Unser Projekt: No-go-Areas erforschen
Interdisziplinäres Lehr-/Forschungsprojekt von Stephanie Heimgartner (Komparatistik), Hilde Hoffmann (Medienwissenschaft), Olena Petrenko (Geschichte), Ruhr-Universität Bochum
Forschungsfrage
Als No-go-Areas werden Orte bezeichnet, an die man sich nicht gefahrlos oder unbedroht begeben kann. Es sind Areale, die erst durch menschliches Handeln für Menschen unbetretbar geworden sind; Orte mit Geschichte, die durchkreuzt sind von sozialen Konfliktlinien und Verwerfungen, an denen sich gesellschaftliche Aushandlungsprozesse oft gewaltvoll kristallisieren.

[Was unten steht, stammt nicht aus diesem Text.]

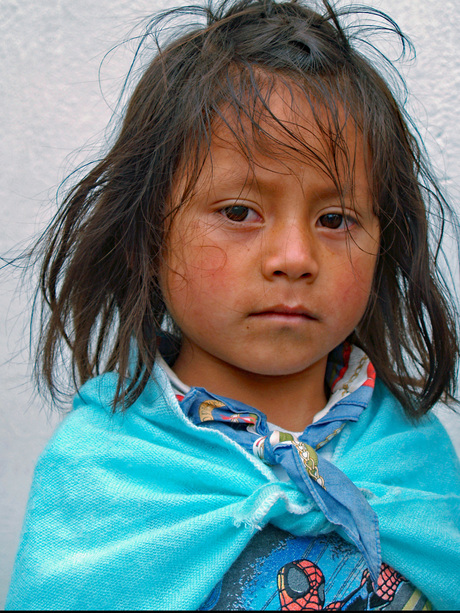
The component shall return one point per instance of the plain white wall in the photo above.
(51, 108)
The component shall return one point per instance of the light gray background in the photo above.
(53, 116)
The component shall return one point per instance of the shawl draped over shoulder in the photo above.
(144, 510)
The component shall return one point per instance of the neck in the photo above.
(289, 401)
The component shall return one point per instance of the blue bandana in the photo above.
(339, 499)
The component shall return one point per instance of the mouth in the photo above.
(286, 313)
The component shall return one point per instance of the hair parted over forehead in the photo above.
(102, 252)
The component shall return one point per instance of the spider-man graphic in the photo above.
(301, 587)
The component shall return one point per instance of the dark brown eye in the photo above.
(333, 221)
(237, 212)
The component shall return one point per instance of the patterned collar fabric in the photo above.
(352, 378)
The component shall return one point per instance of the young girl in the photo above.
(258, 329)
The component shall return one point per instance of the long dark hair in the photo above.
(102, 252)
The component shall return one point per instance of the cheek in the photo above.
(353, 286)
(198, 274)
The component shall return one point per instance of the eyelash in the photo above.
(345, 220)
(241, 213)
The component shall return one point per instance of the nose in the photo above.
(290, 252)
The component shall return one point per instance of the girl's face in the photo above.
(264, 272)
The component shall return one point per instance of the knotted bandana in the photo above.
(339, 499)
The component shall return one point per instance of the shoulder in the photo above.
(397, 450)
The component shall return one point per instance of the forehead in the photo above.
(285, 133)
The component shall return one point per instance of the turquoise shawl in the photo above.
(145, 510)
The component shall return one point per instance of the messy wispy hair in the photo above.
(101, 254)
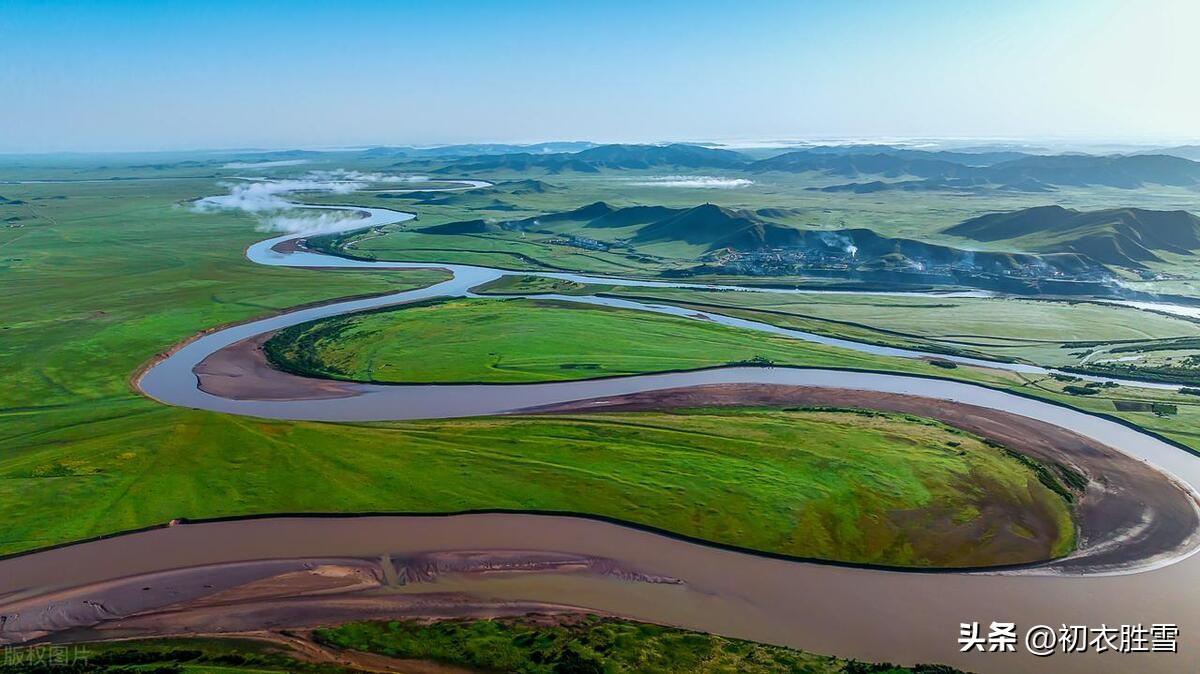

Der Begriff „No-go-Area“ als Grenze oder Marker ist gegenwärtig Element der diskursiven Auseinandersetzung auf unterschiedlichen Ebenen. Ursprünglich im Militärischen als eine Bezeichnung für Sperrgebiete verwendet, werden heute verschiedene Orte und Phänomene mit diesem Begriff in Verbindung gebracht: u.a. der „Todesstreifen” entlang der ehemaligen innerdeutschen Grenze, das urbane Ghetto, das Lager, die nuklear verseuchte Zone oder auch das Mittelmeer. Mit dem Begriff werden Grenzen, Aus- und Einschlüsse, Gewalt, Kriminalität, transnationale Mobilität, Otherness und Marginalität verhandelt und produziert.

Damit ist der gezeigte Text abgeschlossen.